Another real-life event seemed to point out how bad human beings are at helping one another: the 1964 murder of Kitty Genovese in Queens, N.Y. A front-page story in The New York Times at the time said that almost 40 people heard Kitty Genovese screaming that night as she was chased and repeatedly stabbed, but none of them called for help. This shocked the nation and led researchers, including John Darley of the later Princeton study, to coin the terms “bystander effect” or “bystander apathy” for the idea that individuals are less likely to stop and help someone when other people are present. But the story, now the subject of many articles, books, documentaries, and psychology textbooks, turned out to be different and more complex than what was originally believed. Multiple people did call the police. Many who did not call the police heard some yelling and assumed it was a quarrel amongst patrons leaving a nearby bar at closing time. A 70-year-old woman from Kitty’s apartment building, who had called the police, came out, even though she had no way to know where the attacker was, and cradled Genovese in her arms until the ambulance came.

Local police and firefighters here in Houston say people do want to help. “People are really good about calling things in,” says Ray Schultz, chief of police at the Memorial Villages Police Department. If there’s an accident on the freeway in his area, he says, his department may get 50-60 calls about it. “Remember: you’re being a Good Samaritan just by making that phone call,” he says.

Police and firefighters say do make that phone call, even to 911. While neighborhood police departments have their own numbers, of course, it’s not always clear which neighborhood boundaries you are in. While it’s a good idea to have local police and fire department numbers saved in your phone, 911 always works. “If it isn’t an emergency, the dispatcher will just quickly ask you to call on the nonemergency line,” says Onesimo Lopez, chief of police at the Bellaire Police Department. You will not be tying up the line for real emergencies.

Even as you are stopping to help, says Chief Schultz, call and “start that 911 clock.”

Jeff Mraz, A-shift captain at the West University Place Fire Department, thinks people may hesitate to help because they worry they might inadvertently cause harm and even be sued. “If people had a good understanding of the law, they’d have less hesitation about helping,” he says.
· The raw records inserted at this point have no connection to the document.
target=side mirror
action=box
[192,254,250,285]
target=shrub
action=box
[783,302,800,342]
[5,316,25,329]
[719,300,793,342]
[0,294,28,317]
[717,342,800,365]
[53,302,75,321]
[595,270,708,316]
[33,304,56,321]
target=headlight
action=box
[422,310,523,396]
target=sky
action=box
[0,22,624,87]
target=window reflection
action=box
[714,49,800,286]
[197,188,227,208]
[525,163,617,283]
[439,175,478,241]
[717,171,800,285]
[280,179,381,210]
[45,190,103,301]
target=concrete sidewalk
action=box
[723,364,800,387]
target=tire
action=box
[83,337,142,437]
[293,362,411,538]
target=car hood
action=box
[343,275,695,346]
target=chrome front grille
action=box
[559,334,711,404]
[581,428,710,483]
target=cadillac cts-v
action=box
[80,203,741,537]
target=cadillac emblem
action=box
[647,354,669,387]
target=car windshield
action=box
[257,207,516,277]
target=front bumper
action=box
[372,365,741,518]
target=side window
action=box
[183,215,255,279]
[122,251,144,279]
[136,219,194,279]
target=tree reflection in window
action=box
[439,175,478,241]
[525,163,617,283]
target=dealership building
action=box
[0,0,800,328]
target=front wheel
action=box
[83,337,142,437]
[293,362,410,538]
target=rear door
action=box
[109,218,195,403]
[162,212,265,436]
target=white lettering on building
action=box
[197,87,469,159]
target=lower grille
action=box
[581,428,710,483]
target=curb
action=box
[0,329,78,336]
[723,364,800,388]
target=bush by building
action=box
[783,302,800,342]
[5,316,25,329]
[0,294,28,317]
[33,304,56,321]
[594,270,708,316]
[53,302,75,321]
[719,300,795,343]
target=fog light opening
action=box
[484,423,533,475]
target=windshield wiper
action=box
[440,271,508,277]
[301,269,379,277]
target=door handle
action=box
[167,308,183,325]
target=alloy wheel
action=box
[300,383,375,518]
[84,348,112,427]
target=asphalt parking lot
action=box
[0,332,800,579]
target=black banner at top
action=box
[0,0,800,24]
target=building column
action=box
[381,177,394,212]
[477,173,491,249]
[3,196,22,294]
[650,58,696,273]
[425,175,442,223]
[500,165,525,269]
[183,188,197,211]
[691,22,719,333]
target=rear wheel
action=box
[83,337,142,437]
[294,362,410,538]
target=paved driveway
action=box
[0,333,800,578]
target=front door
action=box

Texas, like every other U.S. state, has a “Good Samaritan Law.” Basically, if you try to help someone in an emergency situation in a reasonable way and in good faith, you are protected from civil liability if, for instance, the cardiopulmonary resuscitation, or CPR, you performed on them breaks their ribs (which is known to happen). These laws were passed in order to encourage people to help those in distress.

“People have a desire to help, and we definitely want to encourage people to help others when they can, but – and there’s always a ‘but,’” says Chief Lopez of Bellaire, “common sense needs to prevail.” If, for instance, you are stopping for a car accident or a stalled car, he says, “keep in mind that you are not as visible as a police car or a person in a visibility vest is. Pull well off the roadway and put your flashers on.”

All the police interviewed advised that if someone is behaving erratically or people are involved in an argument, do not intervene yourself. Call the police. In those cases, focus on being “the best witness you can be,” says Officer Katie Wilson of the City of West University Place Police Department, “without putting yourself in harm’s way.”

There are so many ways, big and small, that people can be Good Samaritans, though, and if we think about it, we have all been there, both as the helper and as the person helped. We turn in a lost wallet. We catch a loose dog and try to find her owner. Like Alana, Jessica, and the two young women who stopped when Cole had his accident, we render aid to someone who is hurt or ill and call for help. We scoop up an injured or orphaned wild animal and bring them to the Houston SPCA’s or the Houston Humane Society’s wildlife centers. We stop for someone with car trouble. We check on neighbors after a hurricane or bad storm. We comfort a lost child and help to reunite them with their parents.

For Cole, that was the silver lining in his accident. “It reminded me that people are good,” he says.